Stonhmieg Wnrog? 07/22/2008
:D rocks so much even though id like it better if iggy didnt take his shirt off so much :-p :)
Steamroller3 07/11/2008
A great live band but overall they lacked the great songs. A few of their albums are really good, but as a whole sort of mediocre in the studio. Iggy Pop as a solo artist is the same way, some of his stuff is excellent and some of it blows.
pierrot 10/12/2007
Fun House, the greatest album of the 1970's, is more than enough to warrant their inclusion in the Hall of Fame. Those motherfuckers better get their act together and induct The Stooges.
Pauliem 09/05/2007
One of the best bands of all time.
rayrose 09/05/2007
forever the originators,those 3 albums are so moving and honest,the weirdness was okay.fave:ann
GreggOrange 01/06/2007
The granddaddy of punk to be sure. A lot of Iggy's 70's solo stuff is uninteresting to me but, the Stooges were way ahead of their time. And, like many great and influential artists, were not that appreciated during their heyday. When Iggy was with the Stooges he was just plain scary. Minimalist angst-rock at its best. I don't think that it was a fluke that the Pistols covered "No Fun" either.
trebon1038 06/19/2006
Iggy is awesome and you can tell the Bowie albums that he collaborated on. He has a unique style about him that many have tried to immatate.
edt4 01/31/2006
For me, "Raw Power" was and is the greatest rock album of all time, crappy David Bowie mix notwithstanding (Scotty Asheton sounds like he's playing drums through mud). The band line-up benefits enormously from the inclusion of James Williamson's blistering guitar playing, and Iggy was never before and has never been since as manic and feral as he is here.

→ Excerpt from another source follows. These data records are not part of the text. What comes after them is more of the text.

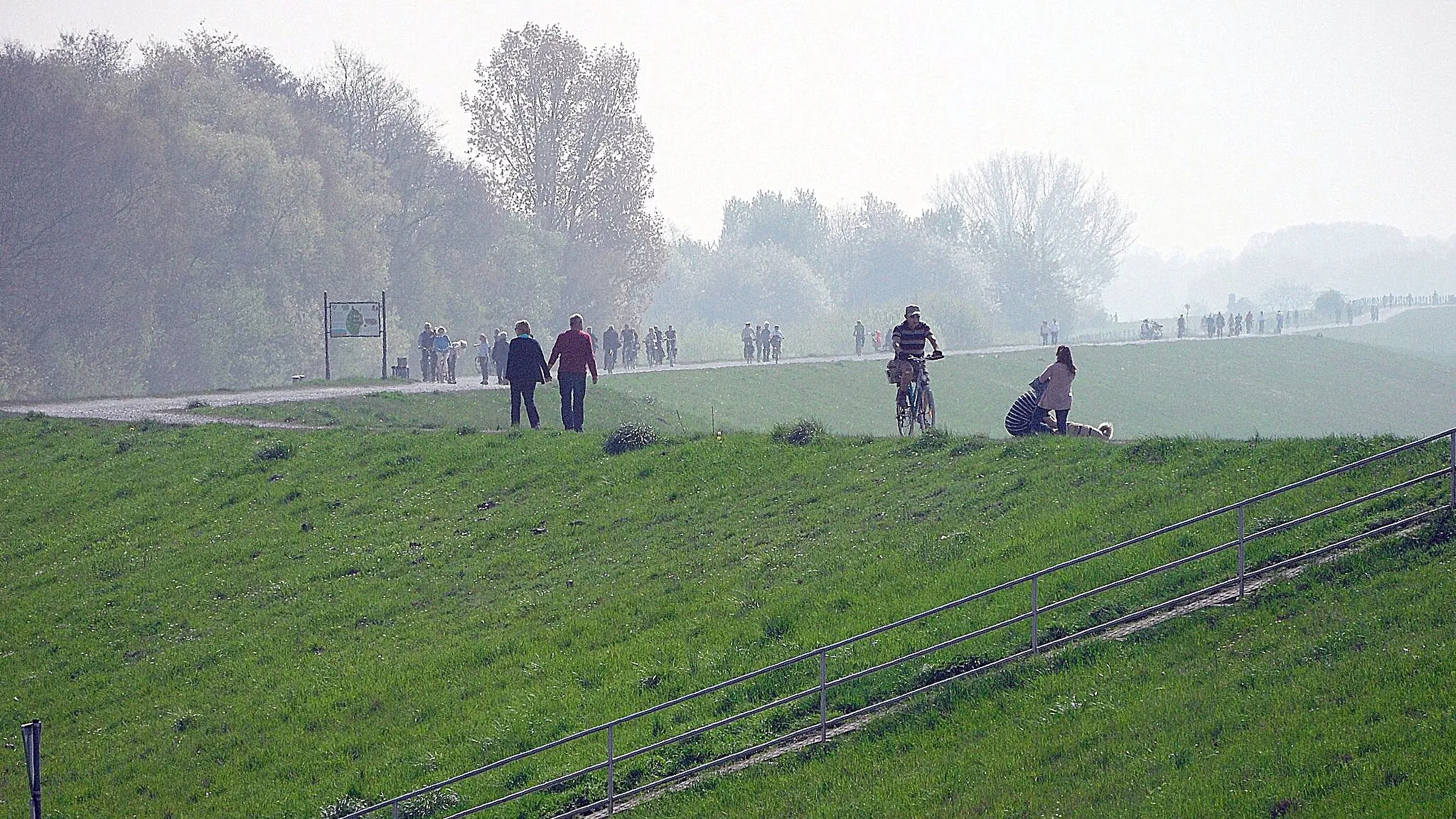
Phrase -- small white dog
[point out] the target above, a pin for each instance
(1103, 430)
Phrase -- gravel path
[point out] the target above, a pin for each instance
(175, 408)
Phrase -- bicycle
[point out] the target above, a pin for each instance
(919, 405)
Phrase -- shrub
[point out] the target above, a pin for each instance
(341, 806)
(798, 433)
(629, 436)
(276, 451)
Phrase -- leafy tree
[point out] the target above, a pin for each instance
(797, 223)
(1049, 233)
(561, 141)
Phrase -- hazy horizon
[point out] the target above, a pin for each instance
(1211, 123)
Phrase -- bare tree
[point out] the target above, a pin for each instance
(1049, 233)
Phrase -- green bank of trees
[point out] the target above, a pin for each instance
(169, 222)
(169, 216)
(1015, 241)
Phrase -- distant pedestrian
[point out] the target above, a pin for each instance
(451, 358)
(611, 344)
(1057, 397)
(525, 369)
(574, 352)
(482, 359)
(427, 353)
(500, 352)
(441, 353)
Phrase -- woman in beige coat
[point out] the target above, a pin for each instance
(1057, 397)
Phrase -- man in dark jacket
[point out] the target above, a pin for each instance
(611, 343)
(525, 368)
(577, 359)
(500, 352)
(427, 353)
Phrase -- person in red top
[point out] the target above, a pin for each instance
(577, 359)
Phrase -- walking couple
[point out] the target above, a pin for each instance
(526, 368)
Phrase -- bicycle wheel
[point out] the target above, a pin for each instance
(904, 419)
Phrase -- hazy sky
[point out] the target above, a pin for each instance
(1211, 120)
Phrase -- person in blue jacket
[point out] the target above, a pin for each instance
(525, 369)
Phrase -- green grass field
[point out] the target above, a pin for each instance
(236, 623)
(1324, 697)
(1293, 385)
(1428, 333)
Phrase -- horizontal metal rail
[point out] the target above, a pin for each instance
(823, 651)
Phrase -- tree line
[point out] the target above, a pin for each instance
(169, 222)
(171, 213)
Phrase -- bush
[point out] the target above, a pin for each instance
(418, 808)
(629, 436)
(341, 806)
(276, 451)
(798, 433)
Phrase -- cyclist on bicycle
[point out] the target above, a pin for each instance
(907, 340)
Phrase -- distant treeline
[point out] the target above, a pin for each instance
(171, 215)
(169, 223)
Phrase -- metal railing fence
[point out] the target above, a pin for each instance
(1037, 641)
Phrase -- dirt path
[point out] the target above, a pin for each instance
(175, 408)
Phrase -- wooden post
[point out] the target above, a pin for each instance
(326, 373)
(33, 764)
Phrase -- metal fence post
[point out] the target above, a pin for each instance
(823, 698)
(612, 759)
(33, 763)
(1241, 551)
(1034, 612)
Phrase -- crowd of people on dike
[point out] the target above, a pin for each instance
(439, 355)
(660, 347)
(762, 344)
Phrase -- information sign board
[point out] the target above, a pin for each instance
(354, 319)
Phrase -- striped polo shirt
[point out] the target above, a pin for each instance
(912, 341)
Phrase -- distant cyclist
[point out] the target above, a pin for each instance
(907, 340)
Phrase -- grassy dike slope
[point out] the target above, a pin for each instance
(1428, 333)
(229, 623)
(1324, 697)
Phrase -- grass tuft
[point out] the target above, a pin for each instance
(629, 436)
(798, 433)
(276, 451)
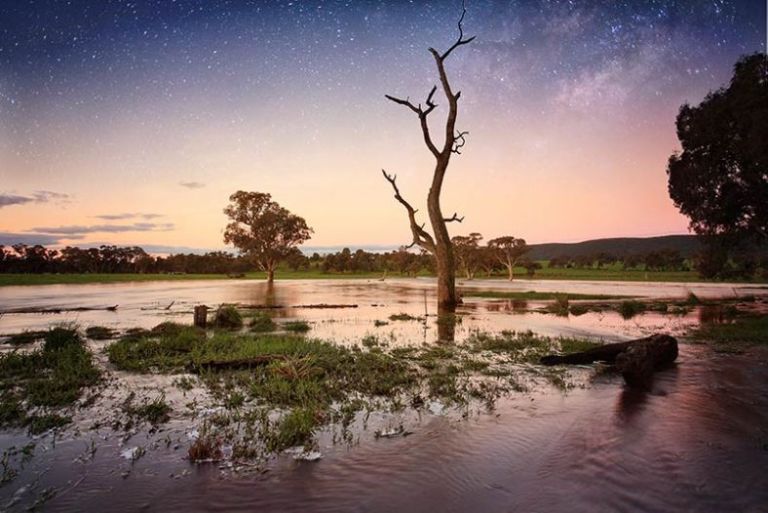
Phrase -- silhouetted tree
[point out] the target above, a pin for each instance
(467, 251)
(509, 251)
(440, 245)
(720, 179)
(263, 230)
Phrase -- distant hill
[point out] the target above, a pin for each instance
(687, 245)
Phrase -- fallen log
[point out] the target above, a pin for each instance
(637, 360)
(325, 306)
(58, 310)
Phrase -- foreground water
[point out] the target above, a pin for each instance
(697, 442)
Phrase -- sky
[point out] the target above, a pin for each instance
(131, 122)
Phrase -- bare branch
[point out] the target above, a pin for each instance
(422, 113)
(459, 42)
(405, 102)
(458, 142)
(420, 236)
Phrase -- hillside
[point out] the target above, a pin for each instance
(687, 245)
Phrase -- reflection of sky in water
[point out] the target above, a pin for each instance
(143, 304)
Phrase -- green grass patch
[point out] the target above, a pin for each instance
(100, 333)
(741, 333)
(51, 377)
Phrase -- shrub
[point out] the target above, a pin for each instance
(262, 323)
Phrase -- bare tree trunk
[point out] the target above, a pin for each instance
(440, 245)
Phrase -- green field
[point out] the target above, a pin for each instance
(608, 273)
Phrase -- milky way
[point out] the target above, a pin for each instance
(224, 94)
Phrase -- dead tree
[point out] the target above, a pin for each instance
(438, 244)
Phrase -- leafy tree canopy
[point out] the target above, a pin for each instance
(720, 179)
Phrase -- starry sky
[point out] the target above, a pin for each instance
(131, 122)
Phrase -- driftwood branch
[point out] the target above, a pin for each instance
(637, 360)
(420, 236)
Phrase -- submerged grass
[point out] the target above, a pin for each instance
(49, 378)
(278, 390)
(742, 332)
(533, 295)
(26, 337)
(261, 323)
(297, 326)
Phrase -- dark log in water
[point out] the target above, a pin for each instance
(637, 360)
(57, 310)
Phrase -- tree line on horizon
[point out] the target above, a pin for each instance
(473, 260)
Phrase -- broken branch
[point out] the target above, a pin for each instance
(420, 236)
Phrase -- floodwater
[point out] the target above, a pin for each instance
(697, 442)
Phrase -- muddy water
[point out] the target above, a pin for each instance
(697, 442)
(147, 304)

What they put out as hard-to-find singles was even more incendiary- "I'm Sick Of You", "I Got A Right" (one reviewer whose name unfortunately escapes me once said Iggy's favorite themes for his lyric writing were: A. hatred of women B. hatred of himself and C. hatred of everybody else)...Look, I loved punk rock...still do...The Ramones, The Sex Pistols, etc....but even the best of their stuff was nothing but a pale, imitative approximation of what Iggy and the Stooges were able to accomplish when they were in their furious drug-addled glory, way back when.
kingguiness 01/12/2006
Raw Power! A Punk rock Legend. Even his later stuff in the 80's is pretty good. I like that duet with the B-52's chick. I understand he made an album a couple of years ago but I never heard it.
Djahuti 11/03/2005
Iggy is the Godfather of punk.40 years later he's still the best!Bow and scrape ye sorry imitations!